ADEUS SOLIDÃO
Quando o assunto é música, sou eclético e não fico circunscrito aos Chicos, Caetanos e outros tantos, tidos como o supra sumo da música brasileira.
É claro que os admiro, respeito e até gosto de algumas canções,mas não vou negar o arrepio que sinto quando o polêmico Odair José – tido como brega - depois da linda introdução, pergunta cantando:
"Cadê você? ///Que nunca mais apareceu aqui///Que não voltou pra me fazer feliz///Que nem ligou...///
Neste meu arrepio aloja-se uma certa "saudade alheia" que me transporta para mundos imaginários.
Talvez seja a tal da breguiçe, sei lá.Se for, que seja bem vinda em todas as ocasiões em que eu puder ouvir este refrão.
Mas vamos ao assunto:
O sábado de hoje, com ares nostálgicos, como o são a maioria dos sábados , naquele dia em que a gente sonha algo deslumbrante para a noite e quando esta se achega, quebra o encantamento reservando nada além de algumas comilanças e o marasmo de sempre.
Eis-me aqui a varrer o quintal. As folhas de outono colorindo partes da grama,galhos despidos, uma pombinha e alguns sanhaços deliciando-se de amoras temporãs.
Pensamento armando barracas pelos potreiros do tempo. Vento, silêncios,lembranças...
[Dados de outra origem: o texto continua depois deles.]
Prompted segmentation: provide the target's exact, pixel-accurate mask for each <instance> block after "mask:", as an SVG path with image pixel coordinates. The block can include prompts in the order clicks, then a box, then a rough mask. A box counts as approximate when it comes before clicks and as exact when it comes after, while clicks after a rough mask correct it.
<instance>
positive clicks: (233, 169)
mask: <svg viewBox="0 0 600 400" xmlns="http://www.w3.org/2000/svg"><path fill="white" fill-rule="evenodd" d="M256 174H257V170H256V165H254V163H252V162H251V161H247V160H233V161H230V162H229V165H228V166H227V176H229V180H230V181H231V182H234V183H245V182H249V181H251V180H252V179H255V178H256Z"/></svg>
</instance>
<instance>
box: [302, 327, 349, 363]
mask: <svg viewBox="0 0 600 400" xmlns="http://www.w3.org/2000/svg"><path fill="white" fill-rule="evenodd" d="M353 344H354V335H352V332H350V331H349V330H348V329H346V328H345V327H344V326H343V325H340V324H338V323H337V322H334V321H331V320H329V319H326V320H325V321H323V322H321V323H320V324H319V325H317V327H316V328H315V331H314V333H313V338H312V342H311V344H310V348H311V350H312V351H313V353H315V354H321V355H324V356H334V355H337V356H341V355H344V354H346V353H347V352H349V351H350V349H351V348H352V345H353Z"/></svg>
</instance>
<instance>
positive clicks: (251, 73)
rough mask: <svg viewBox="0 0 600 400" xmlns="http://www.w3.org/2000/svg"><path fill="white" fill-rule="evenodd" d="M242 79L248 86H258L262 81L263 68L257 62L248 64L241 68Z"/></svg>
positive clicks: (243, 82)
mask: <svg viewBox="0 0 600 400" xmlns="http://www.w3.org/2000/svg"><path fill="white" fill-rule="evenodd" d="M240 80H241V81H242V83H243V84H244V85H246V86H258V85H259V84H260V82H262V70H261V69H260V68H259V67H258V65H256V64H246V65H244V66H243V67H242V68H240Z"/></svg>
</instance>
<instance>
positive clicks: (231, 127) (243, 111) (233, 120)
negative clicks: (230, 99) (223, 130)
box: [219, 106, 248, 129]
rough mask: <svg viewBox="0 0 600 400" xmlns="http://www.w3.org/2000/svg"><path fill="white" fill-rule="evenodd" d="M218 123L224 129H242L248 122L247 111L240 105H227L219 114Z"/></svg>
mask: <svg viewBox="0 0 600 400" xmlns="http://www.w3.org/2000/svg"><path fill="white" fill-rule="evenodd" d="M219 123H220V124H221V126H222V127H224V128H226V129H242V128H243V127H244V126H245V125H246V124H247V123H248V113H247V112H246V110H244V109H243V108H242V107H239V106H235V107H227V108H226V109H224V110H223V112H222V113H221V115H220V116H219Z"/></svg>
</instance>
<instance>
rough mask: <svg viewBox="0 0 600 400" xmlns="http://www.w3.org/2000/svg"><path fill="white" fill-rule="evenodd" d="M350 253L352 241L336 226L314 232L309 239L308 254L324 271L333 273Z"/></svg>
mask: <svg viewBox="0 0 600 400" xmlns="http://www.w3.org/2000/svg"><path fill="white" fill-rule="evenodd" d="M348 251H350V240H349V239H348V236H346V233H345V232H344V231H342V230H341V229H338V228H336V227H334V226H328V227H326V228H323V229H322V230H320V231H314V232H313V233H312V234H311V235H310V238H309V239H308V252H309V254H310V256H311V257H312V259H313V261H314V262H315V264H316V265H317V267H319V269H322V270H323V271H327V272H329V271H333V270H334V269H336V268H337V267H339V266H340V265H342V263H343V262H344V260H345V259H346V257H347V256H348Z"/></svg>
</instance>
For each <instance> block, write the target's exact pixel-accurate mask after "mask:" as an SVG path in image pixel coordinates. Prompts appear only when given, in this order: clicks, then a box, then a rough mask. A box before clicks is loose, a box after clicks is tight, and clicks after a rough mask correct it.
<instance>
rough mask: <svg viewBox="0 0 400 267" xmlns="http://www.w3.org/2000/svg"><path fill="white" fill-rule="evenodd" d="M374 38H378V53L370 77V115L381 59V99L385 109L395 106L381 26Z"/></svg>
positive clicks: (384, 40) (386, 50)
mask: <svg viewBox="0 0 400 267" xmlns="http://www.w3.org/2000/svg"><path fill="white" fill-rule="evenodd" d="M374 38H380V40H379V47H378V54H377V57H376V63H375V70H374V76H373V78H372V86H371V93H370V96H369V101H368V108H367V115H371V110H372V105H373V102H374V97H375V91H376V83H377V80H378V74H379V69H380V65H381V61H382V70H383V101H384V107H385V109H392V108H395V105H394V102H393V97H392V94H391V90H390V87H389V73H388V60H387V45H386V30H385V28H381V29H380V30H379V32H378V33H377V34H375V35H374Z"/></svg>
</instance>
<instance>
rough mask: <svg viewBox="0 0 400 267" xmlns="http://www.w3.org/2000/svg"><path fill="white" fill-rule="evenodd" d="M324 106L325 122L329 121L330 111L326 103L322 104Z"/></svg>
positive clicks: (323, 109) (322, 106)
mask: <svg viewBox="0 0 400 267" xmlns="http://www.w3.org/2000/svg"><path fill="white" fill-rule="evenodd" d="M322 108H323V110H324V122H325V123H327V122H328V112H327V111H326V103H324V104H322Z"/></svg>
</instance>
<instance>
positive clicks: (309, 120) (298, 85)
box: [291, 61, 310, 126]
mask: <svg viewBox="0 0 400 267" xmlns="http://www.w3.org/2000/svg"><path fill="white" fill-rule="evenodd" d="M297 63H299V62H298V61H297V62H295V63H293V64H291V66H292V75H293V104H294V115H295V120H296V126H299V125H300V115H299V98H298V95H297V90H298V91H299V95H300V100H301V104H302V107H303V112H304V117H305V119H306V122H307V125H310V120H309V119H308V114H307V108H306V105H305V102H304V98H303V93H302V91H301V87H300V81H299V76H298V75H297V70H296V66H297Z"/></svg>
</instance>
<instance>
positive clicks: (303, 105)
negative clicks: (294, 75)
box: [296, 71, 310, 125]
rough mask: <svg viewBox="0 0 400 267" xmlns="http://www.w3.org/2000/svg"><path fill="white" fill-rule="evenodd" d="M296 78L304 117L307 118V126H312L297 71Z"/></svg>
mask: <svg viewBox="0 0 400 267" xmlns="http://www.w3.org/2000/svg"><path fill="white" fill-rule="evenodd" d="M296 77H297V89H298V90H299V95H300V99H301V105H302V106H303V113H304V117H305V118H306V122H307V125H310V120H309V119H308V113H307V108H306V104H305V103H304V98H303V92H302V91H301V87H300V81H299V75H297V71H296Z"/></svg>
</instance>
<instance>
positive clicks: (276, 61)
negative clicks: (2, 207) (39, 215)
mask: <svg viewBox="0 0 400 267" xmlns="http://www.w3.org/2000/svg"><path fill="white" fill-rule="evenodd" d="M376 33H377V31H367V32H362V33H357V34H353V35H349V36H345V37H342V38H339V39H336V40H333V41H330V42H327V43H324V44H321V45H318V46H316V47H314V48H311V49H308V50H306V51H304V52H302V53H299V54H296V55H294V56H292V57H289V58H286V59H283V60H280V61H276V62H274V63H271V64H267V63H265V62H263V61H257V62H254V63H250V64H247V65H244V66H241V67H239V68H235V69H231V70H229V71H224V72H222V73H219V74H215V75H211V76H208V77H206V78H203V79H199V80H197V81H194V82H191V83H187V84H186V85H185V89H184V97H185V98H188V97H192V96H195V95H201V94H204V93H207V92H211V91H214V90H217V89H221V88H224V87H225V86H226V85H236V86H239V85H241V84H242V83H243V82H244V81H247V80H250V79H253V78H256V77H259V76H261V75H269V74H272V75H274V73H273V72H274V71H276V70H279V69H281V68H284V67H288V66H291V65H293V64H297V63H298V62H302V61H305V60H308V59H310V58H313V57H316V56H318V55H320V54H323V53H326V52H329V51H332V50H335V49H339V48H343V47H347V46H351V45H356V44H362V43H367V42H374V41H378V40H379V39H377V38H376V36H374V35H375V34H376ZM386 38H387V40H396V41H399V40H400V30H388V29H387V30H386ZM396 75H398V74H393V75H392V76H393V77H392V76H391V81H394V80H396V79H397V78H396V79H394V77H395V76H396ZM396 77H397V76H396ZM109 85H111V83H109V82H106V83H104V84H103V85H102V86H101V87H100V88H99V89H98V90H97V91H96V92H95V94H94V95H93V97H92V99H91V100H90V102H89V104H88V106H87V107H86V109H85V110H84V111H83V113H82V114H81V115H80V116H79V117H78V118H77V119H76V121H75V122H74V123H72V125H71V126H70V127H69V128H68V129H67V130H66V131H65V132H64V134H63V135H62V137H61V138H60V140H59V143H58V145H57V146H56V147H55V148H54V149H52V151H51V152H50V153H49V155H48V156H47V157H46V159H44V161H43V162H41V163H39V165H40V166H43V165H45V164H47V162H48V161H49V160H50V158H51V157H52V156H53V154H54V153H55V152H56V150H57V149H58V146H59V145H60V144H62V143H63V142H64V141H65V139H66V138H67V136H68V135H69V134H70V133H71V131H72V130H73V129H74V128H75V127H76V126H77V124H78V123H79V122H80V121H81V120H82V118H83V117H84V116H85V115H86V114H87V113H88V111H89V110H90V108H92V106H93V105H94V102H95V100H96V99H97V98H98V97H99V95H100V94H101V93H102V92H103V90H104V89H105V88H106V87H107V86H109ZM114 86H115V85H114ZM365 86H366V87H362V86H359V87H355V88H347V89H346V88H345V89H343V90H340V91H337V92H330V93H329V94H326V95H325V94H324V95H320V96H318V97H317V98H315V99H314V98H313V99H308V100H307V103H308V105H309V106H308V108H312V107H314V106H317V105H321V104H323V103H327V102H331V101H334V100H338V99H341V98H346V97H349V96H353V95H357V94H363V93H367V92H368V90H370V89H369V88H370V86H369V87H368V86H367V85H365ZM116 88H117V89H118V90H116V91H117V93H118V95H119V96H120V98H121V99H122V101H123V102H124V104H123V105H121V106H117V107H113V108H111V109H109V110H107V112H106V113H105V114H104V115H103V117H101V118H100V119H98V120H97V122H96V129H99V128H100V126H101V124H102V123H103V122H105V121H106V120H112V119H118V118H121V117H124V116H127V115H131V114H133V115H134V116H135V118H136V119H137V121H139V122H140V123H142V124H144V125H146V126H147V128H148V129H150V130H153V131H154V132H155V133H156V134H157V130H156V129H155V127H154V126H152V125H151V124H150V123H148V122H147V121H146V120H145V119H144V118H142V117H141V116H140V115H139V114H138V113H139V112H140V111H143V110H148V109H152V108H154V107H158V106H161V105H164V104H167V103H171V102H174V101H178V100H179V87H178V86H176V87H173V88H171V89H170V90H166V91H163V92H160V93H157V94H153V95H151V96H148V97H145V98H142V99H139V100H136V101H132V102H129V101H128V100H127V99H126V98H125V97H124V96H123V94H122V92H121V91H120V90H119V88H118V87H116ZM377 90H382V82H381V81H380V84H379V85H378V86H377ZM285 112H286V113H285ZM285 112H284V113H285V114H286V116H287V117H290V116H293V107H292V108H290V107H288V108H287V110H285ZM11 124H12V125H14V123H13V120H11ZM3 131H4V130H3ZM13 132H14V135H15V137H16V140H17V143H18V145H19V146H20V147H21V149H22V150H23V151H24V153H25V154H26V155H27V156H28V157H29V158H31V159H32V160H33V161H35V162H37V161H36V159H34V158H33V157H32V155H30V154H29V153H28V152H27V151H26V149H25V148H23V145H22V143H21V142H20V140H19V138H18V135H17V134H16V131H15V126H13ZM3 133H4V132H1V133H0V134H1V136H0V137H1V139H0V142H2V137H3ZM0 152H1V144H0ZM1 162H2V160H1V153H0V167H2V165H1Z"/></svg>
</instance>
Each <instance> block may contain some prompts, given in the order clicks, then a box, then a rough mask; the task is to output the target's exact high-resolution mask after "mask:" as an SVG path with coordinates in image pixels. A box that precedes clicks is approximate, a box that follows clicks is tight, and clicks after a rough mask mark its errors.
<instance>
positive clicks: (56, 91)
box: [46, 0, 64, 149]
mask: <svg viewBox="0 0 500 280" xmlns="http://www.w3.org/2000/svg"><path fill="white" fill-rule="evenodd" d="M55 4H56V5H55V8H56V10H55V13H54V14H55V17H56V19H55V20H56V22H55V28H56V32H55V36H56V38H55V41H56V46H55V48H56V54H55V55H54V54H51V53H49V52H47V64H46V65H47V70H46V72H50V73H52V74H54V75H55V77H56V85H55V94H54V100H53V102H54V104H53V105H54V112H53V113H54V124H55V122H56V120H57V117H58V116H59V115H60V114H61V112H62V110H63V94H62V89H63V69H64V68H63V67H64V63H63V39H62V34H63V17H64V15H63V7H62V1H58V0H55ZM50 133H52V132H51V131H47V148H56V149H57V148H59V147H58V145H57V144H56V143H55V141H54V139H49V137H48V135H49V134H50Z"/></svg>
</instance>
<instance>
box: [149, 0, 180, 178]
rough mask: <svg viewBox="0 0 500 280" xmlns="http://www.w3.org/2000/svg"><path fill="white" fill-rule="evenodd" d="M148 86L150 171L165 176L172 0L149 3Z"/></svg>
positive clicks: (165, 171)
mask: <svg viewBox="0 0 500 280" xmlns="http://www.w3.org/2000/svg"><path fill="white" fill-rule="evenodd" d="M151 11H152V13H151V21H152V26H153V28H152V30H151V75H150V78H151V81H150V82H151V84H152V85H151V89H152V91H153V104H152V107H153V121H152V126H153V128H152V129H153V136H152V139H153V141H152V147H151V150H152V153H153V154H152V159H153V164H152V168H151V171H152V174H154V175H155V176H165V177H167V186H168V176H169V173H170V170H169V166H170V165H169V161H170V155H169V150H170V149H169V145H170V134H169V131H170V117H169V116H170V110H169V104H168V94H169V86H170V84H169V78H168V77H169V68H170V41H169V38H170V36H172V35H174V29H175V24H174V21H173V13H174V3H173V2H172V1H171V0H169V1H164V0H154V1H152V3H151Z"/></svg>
Retomo na memória uma certa manhã de sábado nos idos de 1972.
A antiga casa em que morávamos, o quintal imenso, pereiras, pereiras e mais pereiras...
Era outono e um tapete de folhas encobria os terreiros.
[ Terreiros precisam ser bem varridos nas manhãs de sábado...Entoavam como se fora um mantra, as mulheres da rua do Fomento ]
No domingo sempre aparece alguém para o almoço, um parente ou comadre para o café das três.Como mostrar-lhes o viço dos canteiros em meio a "folharada" pelos terreiros?
Por conta disso, vassouras corriam a solta naquele trecho de casas com quintais e cercas de ripas.
Retorno do meu trabalho.
Em nossa casa, como tudo era dado a exageros, incluia-se o rádio sintonizado em volume sempre muito alto.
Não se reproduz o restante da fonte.